Informative missingness in electronic health records data

An example of a clinical prediction model is the Score model, predicting the probability of developing cardiovascular disease [12]. For such a model, high levels of certain biomarkers, for example high serum cholesterol levels, may indicate an increased risk of developing cardiovascular disease. Not only the actual values of a measured biomarker may carry information about the cardiovascular risk, also when the measurement was made, or how frequent measurements were made may be informative. In a recent study, it was found that for many commonly used laboratory measurements, the moment at which the test was requested was a better predictor of the risk of death within 3 years, than the actual result of the test [13].
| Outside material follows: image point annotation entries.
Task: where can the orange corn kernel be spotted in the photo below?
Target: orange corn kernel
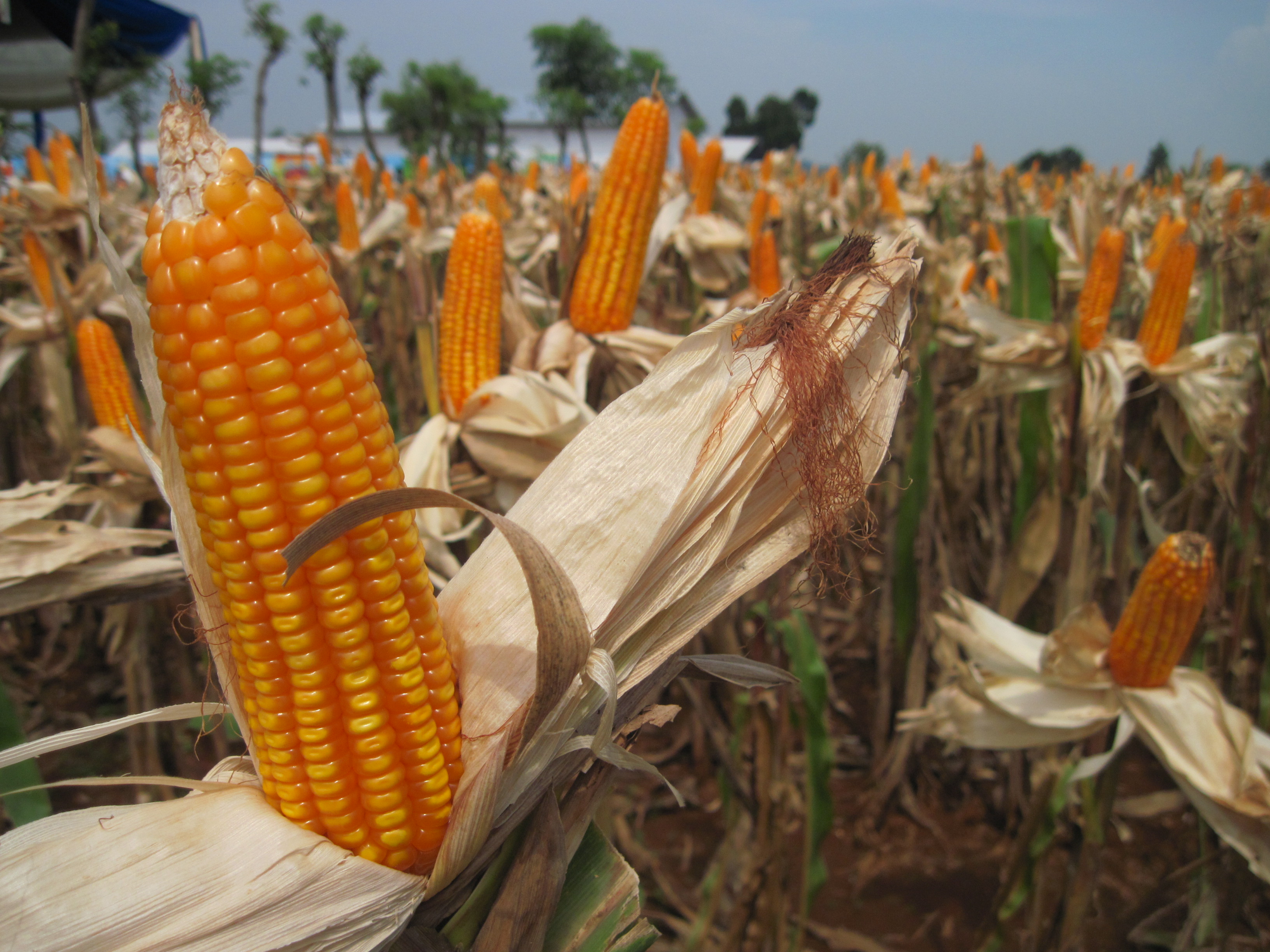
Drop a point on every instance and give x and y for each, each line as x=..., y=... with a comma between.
x=106, y=376
x=1166, y=310
x=1102, y=281
x=472, y=309
x=1163, y=612
x=707, y=178
x=345, y=676
x=606, y=289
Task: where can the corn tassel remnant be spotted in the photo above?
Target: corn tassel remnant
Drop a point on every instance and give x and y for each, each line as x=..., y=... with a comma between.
x=346, y=215
x=1163, y=612
x=1100, y=286
x=606, y=287
x=343, y=671
x=708, y=176
x=1166, y=312
x=472, y=309
x=106, y=376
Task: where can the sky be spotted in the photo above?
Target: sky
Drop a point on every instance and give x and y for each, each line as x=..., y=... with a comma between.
x=1109, y=77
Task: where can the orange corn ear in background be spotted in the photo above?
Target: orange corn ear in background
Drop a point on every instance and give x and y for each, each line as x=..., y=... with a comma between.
x=765, y=266
x=1094, y=309
x=707, y=177
x=345, y=674
x=689, y=157
x=472, y=309
x=41, y=275
x=106, y=376
x=606, y=287
x=1166, y=310
x=346, y=215
x=1163, y=612
x=889, y=193
x=489, y=195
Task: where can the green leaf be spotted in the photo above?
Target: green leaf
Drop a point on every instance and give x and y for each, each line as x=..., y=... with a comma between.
x=35, y=804
x=1033, y=256
x=600, y=902
x=814, y=687
x=912, y=504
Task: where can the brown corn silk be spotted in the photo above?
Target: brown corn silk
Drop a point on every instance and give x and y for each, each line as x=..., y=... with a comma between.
x=1166, y=310
x=343, y=671
x=1102, y=281
x=606, y=287
x=106, y=376
x=1163, y=612
x=472, y=309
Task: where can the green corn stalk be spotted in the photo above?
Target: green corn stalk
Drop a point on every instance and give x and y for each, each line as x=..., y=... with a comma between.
x=33, y=804
x=1033, y=258
x=912, y=504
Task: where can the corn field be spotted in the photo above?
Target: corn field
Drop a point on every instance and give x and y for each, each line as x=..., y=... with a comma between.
x=1020, y=647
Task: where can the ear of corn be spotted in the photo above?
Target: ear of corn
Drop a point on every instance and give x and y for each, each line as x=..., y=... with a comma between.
x=1166, y=310
x=36, y=169
x=345, y=674
x=606, y=287
x=1102, y=281
x=1163, y=612
x=489, y=195
x=346, y=215
x=707, y=177
x=889, y=193
x=765, y=267
x=472, y=309
x=106, y=376
x=41, y=275
x=689, y=157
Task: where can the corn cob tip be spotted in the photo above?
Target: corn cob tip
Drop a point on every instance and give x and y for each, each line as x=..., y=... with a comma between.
x=189, y=157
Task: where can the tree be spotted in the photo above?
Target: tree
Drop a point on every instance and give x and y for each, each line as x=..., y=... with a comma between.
x=364, y=70
x=1158, y=164
x=1065, y=160
x=214, y=78
x=778, y=124
x=444, y=108
x=263, y=26
x=582, y=60
x=860, y=152
x=135, y=106
x=324, y=59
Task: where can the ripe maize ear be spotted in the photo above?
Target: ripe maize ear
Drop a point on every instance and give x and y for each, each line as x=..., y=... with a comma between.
x=1102, y=281
x=106, y=376
x=346, y=215
x=343, y=671
x=708, y=177
x=889, y=193
x=1166, y=310
x=41, y=275
x=689, y=157
x=36, y=169
x=765, y=266
x=472, y=309
x=1163, y=612
x=606, y=287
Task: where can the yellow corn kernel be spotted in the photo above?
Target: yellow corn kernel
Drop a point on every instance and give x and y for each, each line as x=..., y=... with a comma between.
x=606, y=287
x=472, y=309
x=1102, y=281
x=1166, y=310
x=1158, y=625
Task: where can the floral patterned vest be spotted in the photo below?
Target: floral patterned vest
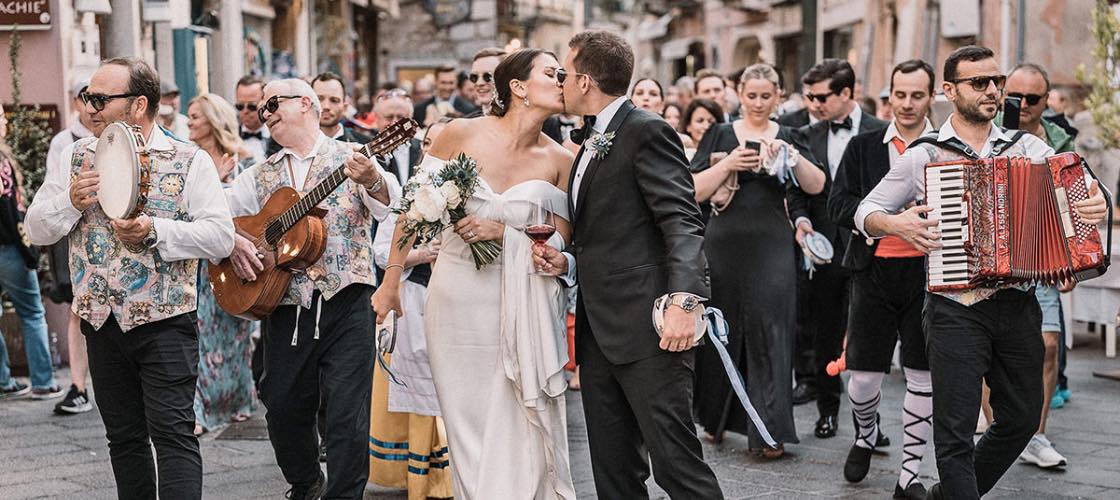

Whether a measurement was made at all, may be informative too. Suppose we wish to develop a prediction model of the cardiovascular risk of patients who visit their general practitioner (GP). Likely, for a large proportion of patients no measurement of cholesterol is available in the electronic records of the GP [14], probably because the GP saw no need to measure it. Perhaps, at earlier consultations the cardiovascular risk was—implicitly or explicitly—considered too low to request a cholesterol measurement. In this situation, absence of a cholesterol measurement is in fact informative; one probably has a more favourable prognosis if the measurement is missing than if the measurement has been taken, irrespective of the measured value. We could incorporate this information in a cardiovascular risk prediction model; the lower the cholesterol the more favourable the prognosis and the lack of a cholesterol measurement is most favourable. When developing a clinical prediction model, an indicator for missingness could be added to a regression model [10, 15, 16]. Also, machine learning techniques such as classification and regression trees can accommodate missing data by including separate categories for missing values [17, 18]. General limitations of this approach have been described elsewhere [10].

The curse of knowing

What is the predictive value of the aforementioned model that incorporates informative patterns of missing data? That is a question about transportability of a prediction model. Many factors are related to the transportability of a prediction model, including changes in patient characteristics (‘case mix’) [19], changes in administered treatments [20, 21] and changes in predictor measurement procedures [22]. Here, we focus on missing data and transportability.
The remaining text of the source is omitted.